Sure, gas produces less carbon pollution than coal, but it's still a dirty business. Just ask John and Annie Seay, subjects of the forthcoming documentary In The Hills and Hollows, which will explore the impact of fracking operations on West Virginia communities.
The Seay's fell in love with an old farm house in Lima, West Virginia and moved there many years ago. Now their property is surrounded by seven hydraulic fracturing pads, some as close as 1,500 feet from their front door.
"We checked this place out. It had really good water," says John, "but now, there's already eight incidents about two miles away of poison water."
This is a common problem. A single fracking well uses millions of gallons of chemical laden water. After being shot deep into the ground to break up rock and access gas, this toxic slurry is often pooled in manmade ponds, which can leak into groundwater, harming wildlife and threatening human health as well. According to a 2011 peer reviewed study, chemicals used in fracking operations are linked to cancer, endocrine disruption, and neurological and immune system problems.

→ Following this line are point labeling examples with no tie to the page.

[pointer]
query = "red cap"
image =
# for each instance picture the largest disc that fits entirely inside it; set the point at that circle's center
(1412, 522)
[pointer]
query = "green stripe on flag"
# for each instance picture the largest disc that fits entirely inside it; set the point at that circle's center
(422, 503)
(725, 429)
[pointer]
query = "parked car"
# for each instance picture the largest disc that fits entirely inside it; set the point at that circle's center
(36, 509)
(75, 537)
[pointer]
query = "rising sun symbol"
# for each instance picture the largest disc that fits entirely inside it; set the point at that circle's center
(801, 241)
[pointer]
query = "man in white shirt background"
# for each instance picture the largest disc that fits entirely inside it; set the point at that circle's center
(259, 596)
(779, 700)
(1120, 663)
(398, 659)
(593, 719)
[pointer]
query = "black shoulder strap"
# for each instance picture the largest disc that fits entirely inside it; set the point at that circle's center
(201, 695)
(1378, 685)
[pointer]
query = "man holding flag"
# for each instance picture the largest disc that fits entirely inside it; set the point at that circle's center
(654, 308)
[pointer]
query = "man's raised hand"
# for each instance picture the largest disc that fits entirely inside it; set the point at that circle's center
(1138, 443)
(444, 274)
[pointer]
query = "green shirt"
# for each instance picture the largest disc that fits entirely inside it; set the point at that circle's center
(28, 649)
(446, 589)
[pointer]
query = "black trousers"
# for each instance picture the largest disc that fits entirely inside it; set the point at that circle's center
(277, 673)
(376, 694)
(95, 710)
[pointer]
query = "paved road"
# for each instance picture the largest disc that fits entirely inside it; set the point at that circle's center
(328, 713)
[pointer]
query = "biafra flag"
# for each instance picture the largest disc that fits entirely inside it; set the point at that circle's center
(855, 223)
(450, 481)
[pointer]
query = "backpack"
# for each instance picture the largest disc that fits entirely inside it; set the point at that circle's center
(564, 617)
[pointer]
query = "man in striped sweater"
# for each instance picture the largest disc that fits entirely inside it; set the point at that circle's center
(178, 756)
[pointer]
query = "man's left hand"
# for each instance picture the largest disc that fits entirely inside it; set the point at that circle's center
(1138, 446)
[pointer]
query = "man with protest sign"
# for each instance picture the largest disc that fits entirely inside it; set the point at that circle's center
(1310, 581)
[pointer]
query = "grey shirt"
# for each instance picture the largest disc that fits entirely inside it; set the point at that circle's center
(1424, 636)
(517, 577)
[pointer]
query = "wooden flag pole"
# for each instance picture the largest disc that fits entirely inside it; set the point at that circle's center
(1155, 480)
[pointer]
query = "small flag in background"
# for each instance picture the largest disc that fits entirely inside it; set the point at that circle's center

Believe it or not, poisoned water is just the start. The Seay's say that fracking has damaged their air quality too, filling their hollow with noxious fumes, and because these mines run as deep as a half mile, earthquakes have become common in many areas that rarely experienced them before.
"This makes me really angry all the time," John says, "The noise. The attitude of the truck drivers who try to run you off the road."
After years of worry and frustration, the Seay's have called it quits. In the below preview clip for the documentary, the two of them face their last days in their mountain home. Like many other locals, some of whom have lived in West Virginia for generations, the Seay's have decided to sell their prized farmhouse. Once they're gone, they figure the place will either be torn down or turned into a "man camp" for gas workers.
For Annie, this is nothing short of heartbreaking. "Those hills—they're home," she says, "I've tried to protect them. I've lost the battle."
While the documentary will focus on one state, this isn't just an issue in West Virginia. Across Appalachia, states either permit fracking or are considering it.
So what do you think? Is fracking a economic boon or a lost battle? Is there a way to frack while preserving our region's hills and hollows, or does the practice need to be banned outright?